Indes steigt der schale Geruch von draussen in meine Nase. Doch mein Fokus lässt nichts anderes zu, als meine Sorge um Jie und Lenny, welcher aufgeregt zwitschert. Vorsichtig taste ich mit meinen Händen Jie ab und fühle seinen oberflächlich schnellen Atem. Tief in seiner Brust rast sein Herz. Bilder zucken vor meinen Augen auf, doch sie sind zusammenhangslos.

«Jie...bitte, was ist denn geschehen?», flüstere ich zwischen leisen Schluchzern. Lenny beginnt mit seinem Schnabel heftig gegen die Tür zu hacken und ich fühle beinahe eine gewisse Wut durch ihn zu mir kommen. Dann begreife ich. So gut es geht und so sanft wie möglich ziehe ich Jies schweren Körper weiter in die Hütte hinein und schliesse danach sofort die Tür. Lenny beginnt sich zu entspannen und flattert auf meinen Stuhl, während sein Blick auf Jies Lieblingsplatz, vor dem Kamin weist.

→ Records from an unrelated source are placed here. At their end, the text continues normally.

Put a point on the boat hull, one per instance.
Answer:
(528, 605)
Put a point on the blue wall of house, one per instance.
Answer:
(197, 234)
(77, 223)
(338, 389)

Einen tiefen Atemzug nehmend, die Schultern straffend und den nächsten Schluchzer unterdrückend, packe ich Jie erneut. Vorsichtig, als trüge ich das wertvollste Juwel in meinen Händen, bringe ich Jie vor den Kamin. Und wenn ich ehrlich bin, ist er einer der wertvollsten Juwelen...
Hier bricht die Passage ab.